Een stukje verder op het plein worden de potten afgebakken in kalkovens. Grote stapels met kleine kandelaartjes voor de waskaarsjes bij de stoepa's, tempels en pagodes worden uit de as gehaald. 

Het is heerlijk weer, we wandelen op ons gemak terug naar het Durbar plein (niet te verwisselen met het Durbar plein in Kathmandu) en gaan lekker buiten zitten bij het koffietentje van gisteren. Mijn vanochtend schoon aangetrokken broek ziet er niet uit door de kleispetters en de vieze knieën die ik heb opgelopen doordat ik onderweg nog een keer gestruikeld ben. Verder geen schade en vies worden is op deze reis toch geen ontkomen aan. 

De koffie is heerlijk en het uitzicht op het plein fantastisch, geen gemotoriseerd verkeer, wel typisch Nepalese dragers die hun last op de rug dragen met een band om het voorhoofd. Hun nekken moeten ijzersterk zijn. Mensen die een kaarsje branden of offer brengen bij één van de offerplaatsen, vaak oudere doortekende Nepalezen. 

Tijd voor het guesthouse, nog net een Nepalees rugzakje gescoord bij het winkeltje van de buren. Het handgemaakte rugzakje dat je ingenieus in een hart kan veranderen kost 350 roepies (iets meer dan 3 euro). Daar gaan we dus niet over onderhandelen, ik ben al blij dat ik kon kiezen tussen de tientallen die voor me uitgestort werden. 

Lopen naar de bus, onze bagage is er al heen gebracht. Op naar Changu Narayan, een tempelcomplex gewijd aan Narayan, een incarnatie van Vishnoe. Vanaf de entree is het een klein stukje omhoog. In de straat weer de typisch Nepalese beelden, kleine winkeltjes die er eerlijk gezegd beter uitzien dan in India. Hier zijn het nog een soort van winkeltjes, in India was het vaak niet meer dan een door steeen, hout en golfplaten afgebakend stukje waar wat verkocht werd. We kunnen hier ook rustig kijken en worden niet lastig gevallen door bedelaars.  
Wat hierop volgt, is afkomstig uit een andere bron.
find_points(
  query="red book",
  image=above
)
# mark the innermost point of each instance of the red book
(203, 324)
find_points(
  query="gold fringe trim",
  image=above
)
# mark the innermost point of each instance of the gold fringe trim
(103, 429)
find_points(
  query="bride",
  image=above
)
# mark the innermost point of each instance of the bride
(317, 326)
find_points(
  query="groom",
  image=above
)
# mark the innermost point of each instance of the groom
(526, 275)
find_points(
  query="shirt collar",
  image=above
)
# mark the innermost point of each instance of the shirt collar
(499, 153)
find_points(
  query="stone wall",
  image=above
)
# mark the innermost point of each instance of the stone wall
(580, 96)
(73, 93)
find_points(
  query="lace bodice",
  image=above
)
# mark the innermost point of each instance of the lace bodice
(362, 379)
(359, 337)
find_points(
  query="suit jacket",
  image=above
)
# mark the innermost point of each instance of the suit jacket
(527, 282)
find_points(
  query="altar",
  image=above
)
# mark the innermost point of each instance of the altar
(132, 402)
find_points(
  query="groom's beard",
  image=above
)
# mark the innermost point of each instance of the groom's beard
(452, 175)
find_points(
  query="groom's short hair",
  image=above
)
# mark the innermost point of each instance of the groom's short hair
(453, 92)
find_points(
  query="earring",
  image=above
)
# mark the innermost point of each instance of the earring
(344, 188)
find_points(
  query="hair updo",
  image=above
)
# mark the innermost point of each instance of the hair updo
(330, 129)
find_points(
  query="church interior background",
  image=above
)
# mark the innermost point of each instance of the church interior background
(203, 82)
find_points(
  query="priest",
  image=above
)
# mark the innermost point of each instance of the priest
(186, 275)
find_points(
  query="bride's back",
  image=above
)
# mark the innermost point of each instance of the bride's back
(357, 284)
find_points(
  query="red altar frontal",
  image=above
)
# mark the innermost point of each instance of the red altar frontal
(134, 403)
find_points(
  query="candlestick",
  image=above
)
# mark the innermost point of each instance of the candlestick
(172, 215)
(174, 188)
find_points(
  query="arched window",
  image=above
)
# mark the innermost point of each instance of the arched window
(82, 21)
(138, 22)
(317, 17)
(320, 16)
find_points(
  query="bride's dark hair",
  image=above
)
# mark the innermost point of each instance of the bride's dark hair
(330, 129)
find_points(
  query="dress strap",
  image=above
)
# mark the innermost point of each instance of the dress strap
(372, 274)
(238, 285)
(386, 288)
Eenmaal binnen het complex blijkt dat het net als Bakthapur veel weg heeft van een openluchtmuseum (maar dan kleiner), diverse tempels en mooie beelden. De tempel is in 1702 volledig afgebrand en in zes jaar opnieuw gebouwd. Er hangt een bord waarop informatie over de huidige renovatie staat, daar is echter weinig tot niets van te zien. Wat we wel zien is de bekende 'donation box', die zijn bij elke tempel terug te vinden. 

Bij een betegelde offerplaats vindt een kleine ceremonie plaats onder leiding van een monnik. Achter hem een schitterend tegelplateau met grote pauwen. Dat hebben we nog niet eerder gezien, zo mooi bewerkte tegels.

Als we ons genoeg vergaapt hebben aan de bouwsels lopen we terug naar de parkeerplaats, vanuit daar gaat het merendeel van de groep wandelen. De wandeling blijkt wat minder relaxed dan gedacht omdat we voor een belangrijk deel stijgen. Het uitzicht maakt dat zeker goed en het is ook heerlijk om even in het groen te lopen in plaats van tussen bouwsels. 

Na zo'n anderhalf uur wandelen zien we de bus en dan begint een spannende tocht naar Nagarkot. De weg is redelijk tot slecht en soms verdwenen. We stijgen zo'n 500 meter in minder dan 15 km. En op de smalle weg langs de afgrond komen we regelmatig tegenliggers tegen. Als ik op een spannend moment uit het raam kijk zie ik dat de banden van de bus nog geen 10 centimeter van de afgrond vandaan zijn. En voor alle duidelijkheid er is geen vangrail of iets anders wat ons zou kunnen tegenhouden. 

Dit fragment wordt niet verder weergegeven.